I caused a minor kerfuffle last month when I expressed my opinion about HIStalk’s advertising options. Mr. HIStalk took some exception when I wrote that Inga “claims to be female and sports a sultry avatar”. Here was his response:
An online article suggests that perhaps Inga is a man writing as a woman. I couldn’t wait to tease her about that, but she had already seen it and responded back that a couple of readers have e-mailed her with the same suspicion. Let me forcefully allay that speculation: Inga is most definitely female, and a quite striking example if I may say (not only at least as cute and charming as her avatar suggests, but darned smart and caustically funny in our offline e-mails). So let’s treat the lady with some respect, OK? She’s the queen around here.
Obviously, I don’t want to offend such high-powered thought leaders, so I emailed both Mr. H. and Inga a mea culpa. I will never again doubt Inga’s femininity. And, for the record, Inga asked my opinion about how they could improve their ad options. I don’t think they plan on changing their format any time soon, but it was kind of them to listen.
Speaking of Inga, she questioned the wisdom of some HIT vendor’s PR tactics a few days ago:
I’m still wading through the endless number of e-mails and need some PR person to answer me this: why does every single vendor feel the need to issue press releases during HIMSS? Don’t companies realize their news is more likely to be overlooked because of the sheer volume being churned out by companies, PR people, and media outlets?
As a journalist, she’s got a point. Surely vendors must know that releasing their bit of news during HIMSS increases the chance of getting lost in the shuffle. My response is that news releases aren’t really for journalists, anymore. The biggest benefit of news releases is how they can strengthen your search engine marketing. Services like PR Newswire and Business Wire get a lot of link love from Google and other search engines, and when content from their news release links to your site, that’s golden.
Sure, news releases are often the right vehicle for announcing new products or some newsworthy happening to journalists. But the real work happens on the follow-up.
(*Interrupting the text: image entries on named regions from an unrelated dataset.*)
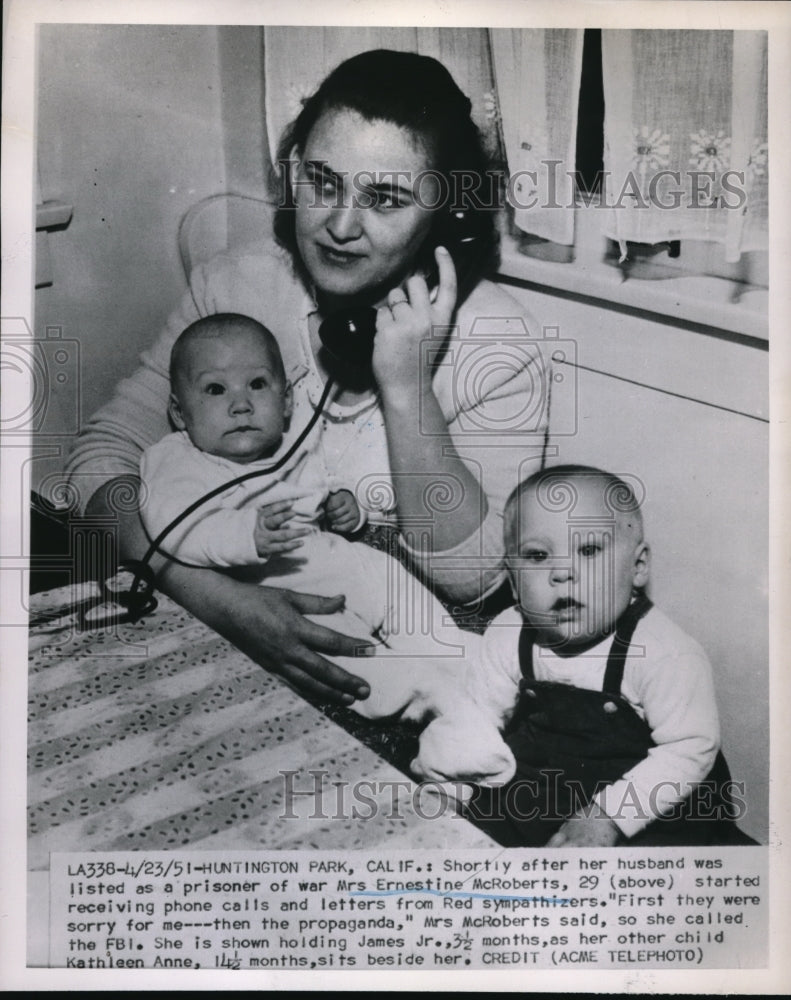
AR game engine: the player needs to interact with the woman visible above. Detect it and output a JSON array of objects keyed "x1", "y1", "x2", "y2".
[{"x1": 68, "y1": 50, "x2": 546, "y2": 704}]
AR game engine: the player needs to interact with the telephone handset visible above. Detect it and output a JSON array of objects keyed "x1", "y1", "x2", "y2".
[{"x1": 319, "y1": 209, "x2": 488, "y2": 375}]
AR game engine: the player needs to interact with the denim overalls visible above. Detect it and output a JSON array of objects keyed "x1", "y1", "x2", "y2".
[{"x1": 465, "y1": 593, "x2": 751, "y2": 847}]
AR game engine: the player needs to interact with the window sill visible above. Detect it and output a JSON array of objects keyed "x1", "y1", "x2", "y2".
[{"x1": 496, "y1": 234, "x2": 769, "y2": 341}]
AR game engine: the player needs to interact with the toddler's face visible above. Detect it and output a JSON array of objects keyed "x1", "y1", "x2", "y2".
[
  {"x1": 170, "y1": 330, "x2": 291, "y2": 464},
  {"x1": 506, "y1": 478, "x2": 648, "y2": 655}
]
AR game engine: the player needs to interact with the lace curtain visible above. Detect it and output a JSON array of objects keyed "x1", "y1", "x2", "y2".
[
  {"x1": 264, "y1": 27, "x2": 499, "y2": 168},
  {"x1": 602, "y1": 31, "x2": 767, "y2": 262},
  {"x1": 491, "y1": 28, "x2": 584, "y2": 245}
]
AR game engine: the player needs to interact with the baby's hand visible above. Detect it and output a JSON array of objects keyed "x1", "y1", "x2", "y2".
[
  {"x1": 546, "y1": 806, "x2": 621, "y2": 847},
  {"x1": 324, "y1": 490, "x2": 360, "y2": 535},
  {"x1": 253, "y1": 500, "x2": 310, "y2": 559}
]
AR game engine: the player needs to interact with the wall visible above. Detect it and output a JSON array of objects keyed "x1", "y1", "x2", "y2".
[
  {"x1": 508, "y1": 287, "x2": 769, "y2": 841},
  {"x1": 32, "y1": 25, "x2": 267, "y2": 498}
]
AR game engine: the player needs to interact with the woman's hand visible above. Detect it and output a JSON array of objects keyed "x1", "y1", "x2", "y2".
[
  {"x1": 187, "y1": 570, "x2": 373, "y2": 705},
  {"x1": 373, "y1": 247, "x2": 457, "y2": 399},
  {"x1": 87, "y1": 476, "x2": 373, "y2": 705},
  {"x1": 373, "y1": 247, "x2": 488, "y2": 552},
  {"x1": 546, "y1": 806, "x2": 621, "y2": 847}
]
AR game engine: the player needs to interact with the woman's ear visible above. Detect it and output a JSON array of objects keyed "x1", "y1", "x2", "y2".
[
  {"x1": 168, "y1": 393, "x2": 187, "y2": 431},
  {"x1": 632, "y1": 542, "x2": 651, "y2": 587}
]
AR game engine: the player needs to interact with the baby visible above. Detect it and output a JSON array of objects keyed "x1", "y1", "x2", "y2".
[
  {"x1": 141, "y1": 314, "x2": 481, "y2": 719},
  {"x1": 413, "y1": 466, "x2": 743, "y2": 847}
]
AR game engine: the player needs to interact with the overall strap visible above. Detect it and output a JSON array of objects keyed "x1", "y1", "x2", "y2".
[
  {"x1": 602, "y1": 590, "x2": 653, "y2": 695},
  {"x1": 519, "y1": 622, "x2": 535, "y2": 681}
]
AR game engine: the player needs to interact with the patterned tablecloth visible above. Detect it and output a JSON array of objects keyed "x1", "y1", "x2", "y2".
[{"x1": 28, "y1": 591, "x2": 493, "y2": 870}]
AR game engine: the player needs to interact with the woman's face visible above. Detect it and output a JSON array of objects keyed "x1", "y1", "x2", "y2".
[{"x1": 295, "y1": 109, "x2": 439, "y2": 299}]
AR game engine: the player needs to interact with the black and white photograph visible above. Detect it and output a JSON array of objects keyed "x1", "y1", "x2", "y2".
[{"x1": 0, "y1": 0, "x2": 791, "y2": 994}]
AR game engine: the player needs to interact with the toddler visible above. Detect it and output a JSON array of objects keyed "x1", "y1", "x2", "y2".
[
  {"x1": 413, "y1": 466, "x2": 749, "y2": 847},
  {"x1": 141, "y1": 313, "x2": 481, "y2": 719}
]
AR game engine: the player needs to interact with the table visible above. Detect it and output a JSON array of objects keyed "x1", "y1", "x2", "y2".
[{"x1": 28, "y1": 588, "x2": 493, "y2": 871}]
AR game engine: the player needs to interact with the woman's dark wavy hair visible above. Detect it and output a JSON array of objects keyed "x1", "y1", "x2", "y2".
[{"x1": 274, "y1": 49, "x2": 498, "y2": 301}]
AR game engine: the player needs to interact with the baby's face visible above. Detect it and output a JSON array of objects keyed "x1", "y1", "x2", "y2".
[
  {"x1": 170, "y1": 330, "x2": 291, "y2": 464},
  {"x1": 506, "y1": 478, "x2": 648, "y2": 655}
]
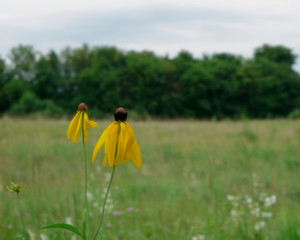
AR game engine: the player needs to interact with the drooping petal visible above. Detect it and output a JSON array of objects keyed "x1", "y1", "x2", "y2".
[
  {"x1": 129, "y1": 140, "x2": 142, "y2": 168},
  {"x1": 83, "y1": 113, "x2": 97, "y2": 142},
  {"x1": 107, "y1": 123, "x2": 119, "y2": 167},
  {"x1": 115, "y1": 122, "x2": 127, "y2": 166},
  {"x1": 72, "y1": 112, "x2": 84, "y2": 143},
  {"x1": 92, "y1": 123, "x2": 114, "y2": 162},
  {"x1": 123, "y1": 151, "x2": 130, "y2": 163},
  {"x1": 103, "y1": 137, "x2": 109, "y2": 167},
  {"x1": 67, "y1": 112, "x2": 80, "y2": 139},
  {"x1": 125, "y1": 122, "x2": 134, "y2": 154}
]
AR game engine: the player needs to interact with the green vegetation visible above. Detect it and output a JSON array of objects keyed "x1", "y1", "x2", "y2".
[
  {"x1": 0, "y1": 118, "x2": 300, "y2": 240},
  {"x1": 0, "y1": 45, "x2": 300, "y2": 119}
]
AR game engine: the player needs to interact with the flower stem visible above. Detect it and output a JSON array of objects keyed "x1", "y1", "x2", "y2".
[
  {"x1": 93, "y1": 121, "x2": 121, "y2": 240},
  {"x1": 81, "y1": 112, "x2": 90, "y2": 240},
  {"x1": 17, "y1": 192, "x2": 24, "y2": 239}
]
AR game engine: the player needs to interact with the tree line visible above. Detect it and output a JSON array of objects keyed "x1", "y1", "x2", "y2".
[{"x1": 0, "y1": 44, "x2": 300, "y2": 119}]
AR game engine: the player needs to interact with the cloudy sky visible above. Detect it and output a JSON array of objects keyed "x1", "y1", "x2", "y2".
[{"x1": 0, "y1": 0, "x2": 300, "y2": 72}]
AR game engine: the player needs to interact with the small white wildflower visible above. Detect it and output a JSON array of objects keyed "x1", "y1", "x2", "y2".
[
  {"x1": 40, "y1": 233, "x2": 49, "y2": 240},
  {"x1": 230, "y1": 209, "x2": 238, "y2": 217},
  {"x1": 27, "y1": 229, "x2": 35, "y2": 240},
  {"x1": 261, "y1": 212, "x2": 272, "y2": 218},
  {"x1": 259, "y1": 221, "x2": 266, "y2": 228},
  {"x1": 251, "y1": 207, "x2": 260, "y2": 217},
  {"x1": 104, "y1": 173, "x2": 110, "y2": 182},
  {"x1": 65, "y1": 217, "x2": 72, "y2": 225},
  {"x1": 270, "y1": 195, "x2": 277, "y2": 205},
  {"x1": 254, "y1": 224, "x2": 260, "y2": 232},
  {"x1": 93, "y1": 202, "x2": 99, "y2": 208},
  {"x1": 227, "y1": 195, "x2": 235, "y2": 201},
  {"x1": 86, "y1": 192, "x2": 94, "y2": 201},
  {"x1": 90, "y1": 173, "x2": 95, "y2": 180},
  {"x1": 192, "y1": 235, "x2": 205, "y2": 240}
]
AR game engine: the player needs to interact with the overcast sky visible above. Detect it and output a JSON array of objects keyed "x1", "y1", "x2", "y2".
[{"x1": 0, "y1": 0, "x2": 300, "y2": 72}]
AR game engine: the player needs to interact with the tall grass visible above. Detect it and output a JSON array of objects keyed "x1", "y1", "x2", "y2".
[{"x1": 0, "y1": 118, "x2": 300, "y2": 240}]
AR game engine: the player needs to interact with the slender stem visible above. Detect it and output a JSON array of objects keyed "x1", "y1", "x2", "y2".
[
  {"x1": 93, "y1": 122, "x2": 121, "y2": 240},
  {"x1": 81, "y1": 112, "x2": 90, "y2": 240},
  {"x1": 17, "y1": 192, "x2": 24, "y2": 239}
]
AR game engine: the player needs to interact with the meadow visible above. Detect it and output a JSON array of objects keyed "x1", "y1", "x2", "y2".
[{"x1": 0, "y1": 116, "x2": 300, "y2": 240}]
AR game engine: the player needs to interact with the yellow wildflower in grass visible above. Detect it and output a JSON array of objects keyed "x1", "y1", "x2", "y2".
[
  {"x1": 92, "y1": 108, "x2": 142, "y2": 168},
  {"x1": 67, "y1": 103, "x2": 97, "y2": 143},
  {"x1": 6, "y1": 182, "x2": 26, "y2": 193}
]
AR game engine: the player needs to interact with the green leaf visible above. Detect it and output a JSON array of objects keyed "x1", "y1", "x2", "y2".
[
  {"x1": 82, "y1": 221, "x2": 86, "y2": 238},
  {"x1": 41, "y1": 223, "x2": 85, "y2": 239}
]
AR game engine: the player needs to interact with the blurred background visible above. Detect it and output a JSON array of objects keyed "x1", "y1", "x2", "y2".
[
  {"x1": 0, "y1": 0, "x2": 300, "y2": 240},
  {"x1": 0, "y1": 0, "x2": 300, "y2": 119}
]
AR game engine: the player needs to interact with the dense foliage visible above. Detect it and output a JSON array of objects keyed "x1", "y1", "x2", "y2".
[{"x1": 0, "y1": 45, "x2": 300, "y2": 119}]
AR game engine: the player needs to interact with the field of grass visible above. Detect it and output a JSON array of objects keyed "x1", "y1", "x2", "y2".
[{"x1": 0, "y1": 118, "x2": 300, "y2": 240}]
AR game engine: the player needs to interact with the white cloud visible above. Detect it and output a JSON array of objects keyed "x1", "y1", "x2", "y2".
[{"x1": 0, "y1": 0, "x2": 300, "y2": 70}]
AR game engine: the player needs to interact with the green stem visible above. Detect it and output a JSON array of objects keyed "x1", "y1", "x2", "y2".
[
  {"x1": 81, "y1": 112, "x2": 90, "y2": 240},
  {"x1": 17, "y1": 192, "x2": 24, "y2": 239},
  {"x1": 93, "y1": 121, "x2": 121, "y2": 240}
]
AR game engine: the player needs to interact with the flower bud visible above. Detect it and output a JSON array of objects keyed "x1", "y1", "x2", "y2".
[
  {"x1": 114, "y1": 107, "x2": 127, "y2": 122},
  {"x1": 78, "y1": 103, "x2": 87, "y2": 112}
]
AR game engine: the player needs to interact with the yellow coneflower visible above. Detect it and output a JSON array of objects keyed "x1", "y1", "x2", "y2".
[
  {"x1": 92, "y1": 108, "x2": 142, "y2": 168},
  {"x1": 6, "y1": 182, "x2": 26, "y2": 193},
  {"x1": 67, "y1": 103, "x2": 97, "y2": 143}
]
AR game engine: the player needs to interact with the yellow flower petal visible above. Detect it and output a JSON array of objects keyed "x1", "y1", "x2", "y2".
[
  {"x1": 129, "y1": 140, "x2": 142, "y2": 168},
  {"x1": 92, "y1": 123, "x2": 115, "y2": 162},
  {"x1": 125, "y1": 122, "x2": 134, "y2": 154},
  {"x1": 107, "y1": 124, "x2": 119, "y2": 167},
  {"x1": 115, "y1": 122, "x2": 127, "y2": 166},
  {"x1": 103, "y1": 138, "x2": 108, "y2": 167},
  {"x1": 67, "y1": 112, "x2": 80, "y2": 139},
  {"x1": 72, "y1": 112, "x2": 83, "y2": 143}
]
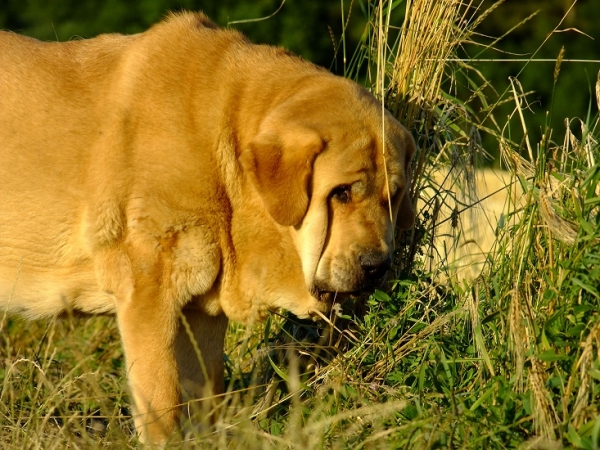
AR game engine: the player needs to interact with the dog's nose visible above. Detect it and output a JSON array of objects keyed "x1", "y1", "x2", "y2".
[{"x1": 359, "y1": 251, "x2": 392, "y2": 281}]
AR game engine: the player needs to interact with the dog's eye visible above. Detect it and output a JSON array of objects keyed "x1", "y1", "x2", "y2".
[{"x1": 331, "y1": 185, "x2": 351, "y2": 203}]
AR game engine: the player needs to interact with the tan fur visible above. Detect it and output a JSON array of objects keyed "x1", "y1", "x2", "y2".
[{"x1": 0, "y1": 14, "x2": 414, "y2": 443}]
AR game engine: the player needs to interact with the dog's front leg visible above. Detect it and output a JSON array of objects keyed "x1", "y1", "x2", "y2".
[
  {"x1": 117, "y1": 279, "x2": 181, "y2": 444},
  {"x1": 175, "y1": 305, "x2": 228, "y2": 430}
]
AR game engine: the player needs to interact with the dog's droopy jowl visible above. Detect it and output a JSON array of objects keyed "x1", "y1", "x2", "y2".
[{"x1": 0, "y1": 14, "x2": 414, "y2": 443}]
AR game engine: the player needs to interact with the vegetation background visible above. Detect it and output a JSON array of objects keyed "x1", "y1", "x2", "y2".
[
  {"x1": 0, "y1": 0, "x2": 600, "y2": 450},
  {"x1": 0, "y1": 0, "x2": 600, "y2": 165}
]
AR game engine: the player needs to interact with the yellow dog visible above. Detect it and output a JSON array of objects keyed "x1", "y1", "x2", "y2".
[{"x1": 0, "y1": 13, "x2": 414, "y2": 443}]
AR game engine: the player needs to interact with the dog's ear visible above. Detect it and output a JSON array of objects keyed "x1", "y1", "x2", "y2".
[
  {"x1": 240, "y1": 122, "x2": 324, "y2": 226},
  {"x1": 396, "y1": 124, "x2": 415, "y2": 230}
]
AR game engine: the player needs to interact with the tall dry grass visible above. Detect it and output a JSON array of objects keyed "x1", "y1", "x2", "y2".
[{"x1": 0, "y1": 0, "x2": 600, "y2": 449}]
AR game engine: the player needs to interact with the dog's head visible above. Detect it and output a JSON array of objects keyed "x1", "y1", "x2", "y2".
[{"x1": 242, "y1": 77, "x2": 414, "y2": 310}]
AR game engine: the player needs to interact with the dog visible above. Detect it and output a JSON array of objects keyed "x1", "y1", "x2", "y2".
[{"x1": 0, "y1": 13, "x2": 415, "y2": 444}]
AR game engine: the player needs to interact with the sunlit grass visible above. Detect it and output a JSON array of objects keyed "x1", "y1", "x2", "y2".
[{"x1": 0, "y1": 0, "x2": 600, "y2": 449}]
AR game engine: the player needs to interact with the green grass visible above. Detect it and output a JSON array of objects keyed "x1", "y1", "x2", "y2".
[{"x1": 0, "y1": 0, "x2": 600, "y2": 449}]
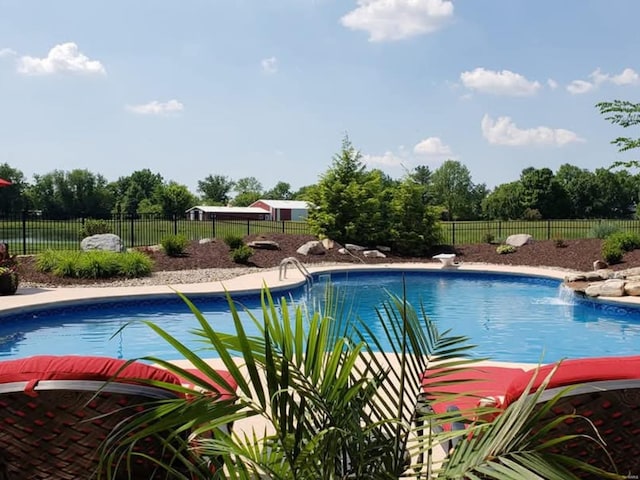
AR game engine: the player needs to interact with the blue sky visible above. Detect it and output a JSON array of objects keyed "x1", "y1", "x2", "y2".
[{"x1": 0, "y1": 0, "x2": 640, "y2": 193}]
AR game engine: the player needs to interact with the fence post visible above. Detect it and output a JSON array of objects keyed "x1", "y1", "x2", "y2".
[
  {"x1": 129, "y1": 213, "x2": 136, "y2": 248},
  {"x1": 22, "y1": 210, "x2": 27, "y2": 255}
]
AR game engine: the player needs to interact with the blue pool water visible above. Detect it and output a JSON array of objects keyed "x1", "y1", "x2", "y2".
[{"x1": 0, "y1": 271, "x2": 640, "y2": 362}]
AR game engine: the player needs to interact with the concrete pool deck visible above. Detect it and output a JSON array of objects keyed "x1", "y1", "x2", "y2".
[
  {"x1": 5, "y1": 262, "x2": 640, "y2": 315},
  {"x1": 0, "y1": 263, "x2": 580, "y2": 314}
]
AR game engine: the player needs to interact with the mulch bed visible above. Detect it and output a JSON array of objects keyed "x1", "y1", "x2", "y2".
[{"x1": 19, "y1": 234, "x2": 640, "y2": 285}]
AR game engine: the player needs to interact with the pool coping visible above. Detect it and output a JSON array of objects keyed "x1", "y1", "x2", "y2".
[{"x1": 5, "y1": 262, "x2": 640, "y2": 315}]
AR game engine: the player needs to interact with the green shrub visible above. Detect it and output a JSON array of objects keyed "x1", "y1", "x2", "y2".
[
  {"x1": 160, "y1": 235, "x2": 189, "y2": 257},
  {"x1": 605, "y1": 232, "x2": 640, "y2": 252},
  {"x1": 601, "y1": 241, "x2": 624, "y2": 265},
  {"x1": 224, "y1": 235, "x2": 244, "y2": 250},
  {"x1": 36, "y1": 250, "x2": 153, "y2": 278},
  {"x1": 80, "y1": 218, "x2": 113, "y2": 238},
  {"x1": 35, "y1": 250, "x2": 67, "y2": 273},
  {"x1": 522, "y1": 208, "x2": 542, "y2": 221},
  {"x1": 589, "y1": 223, "x2": 620, "y2": 240},
  {"x1": 231, "y1": 244, "x2": 253, "y2": 264},
  {"x1": 496, "y1": 245, "x2": 516, "y2": 255},
  {"x1": 118, "y1": 251, "x2": 153, "y2": 278},
  {"x1": 75, "y1": 250, "x2": 119, "y2": 278}
]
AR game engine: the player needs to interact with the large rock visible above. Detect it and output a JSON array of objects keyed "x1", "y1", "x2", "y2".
[
  {"x1": 584, "y1": 278, "x2": 625, "y2": 297},
  {"x1": 504, "y1": 233, "x2": 533, "y2": 247},
  {"x1": 624, "y1": 280, "x2": 640, "y2": 297},
  {"x1": 362, "y1": 250, "x2": 387, "y2": 258},
  {"x1": 322, "y1": 238, "x2": 336, "y2": 250},
  {"x1": 247, "y1": 240, "x2": 280, "y2": 250},
  {"x1": 296, "y1": 240, "x2": 326, "y2": 255},
  {"x1": 80, "y1": 233, "x2": 124, "y2": 252}
]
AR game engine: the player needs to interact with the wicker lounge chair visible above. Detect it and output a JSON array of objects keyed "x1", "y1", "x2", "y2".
[
  {"x1": 0, "y1": 356, "x2": 236, "y2": 480},
  {"x1": 423, "y1": 356, "x2": 640, "y2": 474}
]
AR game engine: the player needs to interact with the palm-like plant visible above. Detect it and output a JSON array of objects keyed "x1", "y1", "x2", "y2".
[{"x1": 103, "y1": 288, "x2": 622, "y2": 480}]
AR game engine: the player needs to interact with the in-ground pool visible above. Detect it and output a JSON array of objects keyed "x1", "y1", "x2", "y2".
[{"x1": 0, "y1": 270, "x2": 640, "y2": 362}]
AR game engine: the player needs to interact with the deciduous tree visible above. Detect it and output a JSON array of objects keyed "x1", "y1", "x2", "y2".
[
  {"x1": 198, "y1": 175, "x2": 235, "y2": 205},
  {"x1": 596, "y1": 100, "x2": 640, "y2": 168}
]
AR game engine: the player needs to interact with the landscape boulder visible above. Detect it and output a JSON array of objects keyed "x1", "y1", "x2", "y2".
[
  {"x1": 247, "y1": 240, "x2": 280, "y2": 250},
  {"x1": 80, "y1": 233, "x2": 124, "y2": 252},
  {"x1": 362, "y1": 250, "x2": 387, "y2": 258},
  {"x1": 593, "y1": 260, "x2": 609, "y2": 270},
  {"x1": 296, "y1": 240, "x2": 326, "y2": 255},
  {"x1": 584, "y1": 278, "x2": 625, "y2": 297},
  {"x1": 504, "y1": 233, "x2": 533, "y2": 247},
  {"x1": 322, "y1": 238, "x2": 336, "y2": 250}
]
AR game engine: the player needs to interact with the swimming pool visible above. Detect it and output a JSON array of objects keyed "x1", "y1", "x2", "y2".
[{"x1": 0, "y1": 270, "x2": 640, "y2": 362}]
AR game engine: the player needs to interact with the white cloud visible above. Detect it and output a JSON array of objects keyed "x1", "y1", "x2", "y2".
[
  {"x1": 611, "y1": 68, "x2": 640, "y2": 85},
  {"x1": 127, "y1": 100, "x2": 184, "y2": 115},
  {"x1": 460, "y1": 67, "x2": 541, "y2": 96},
  {"x1": 18, "y1": 42, "x2": 106, "y2": 75},
  {"x1": 567, "y1": 68, "x2": 640, "y2": 95},
  {"x1": 567, "y1": 80, "x2": 595, "y2": 95},
  {"x1": 482, "y1": 114, "x2": 584, "y2": 147},
  {"x1": 340, "y1": 0, "x2": 453, "y2": 42},
  {"x1": 362, "y1": 152, "x2": 404, "y2": 167},
  {"x1": 0, "y1": 48, "x2": 17, "y2": 58},
  {"x1": 260, "y1": 57, "x2": 278, "y2": 74},
  {"x1": 413, "y1": 137, "x2": 451, "y2": 157}
]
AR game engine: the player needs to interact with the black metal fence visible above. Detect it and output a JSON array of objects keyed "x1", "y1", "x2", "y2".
[
  {"x1": 0, "y1": 212, "x2": 640, "y2": 255},
  {"x1": 0, "y1": 212, "x2": 310, "y2": 255},
  {"x1": 442, "y1": 219, "x2": 640, "y2": 245}
]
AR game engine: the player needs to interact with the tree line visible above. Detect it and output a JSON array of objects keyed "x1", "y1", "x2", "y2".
[{"x1": 0, "y1": 100, "x2": 640, "y2": 224}]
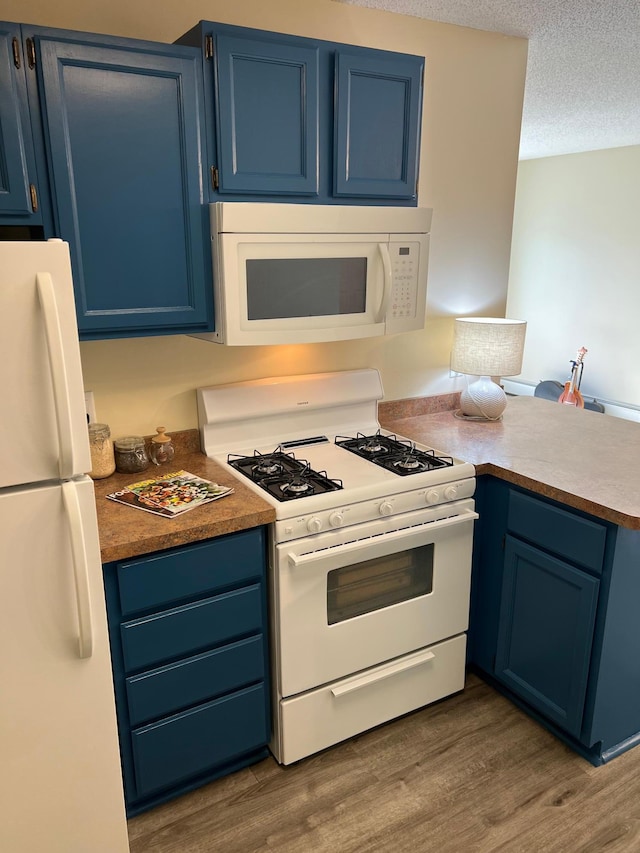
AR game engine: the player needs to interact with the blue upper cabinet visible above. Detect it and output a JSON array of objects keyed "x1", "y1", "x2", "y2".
[
  {"x1": 180, "y1": 22, "x2": 424, "y2": 205},
  {"x1": 214, "y1": 34, "x2": 318, "y2": 195},
  {"x1": 333, "y1": 51, "x2": 423, "y2": 199},
  {"x1": 30, "y1": 29, "x2": 212, "y2": 339},
  {"x1": 0, "y1": 24, "x2": 40, "y2": 224}
]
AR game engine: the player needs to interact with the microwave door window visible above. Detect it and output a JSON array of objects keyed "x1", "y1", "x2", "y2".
[{"x1": 246, "y1": 257, "x2": 367, "y2": 320}]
When a corporate PR manager or PR agency has healthy working relationships with health care journalists, they’re more likely to be able to get your organization the publicity they want during heavy traffic times such as HIMSS.
One HIStalk respondent—”Beastly”—shared some best practices for PR that are worth repeating here:
A true PR professional knows the difference between [what is] newsworthy and [what is] wasting a journalist’s time. We also have an ethical responsibility to advise our clients if and when their perception of news doesn’t merit coverage. Issuing press releases about non-news compares to the ‘boy who cried wolf,’ syndrome.
I’ve had to tell vendor leaders that their “news” doesn’t merit a news release. Those conversations are never easy.
Your turn: Are news releases relevant to your marketing efforts?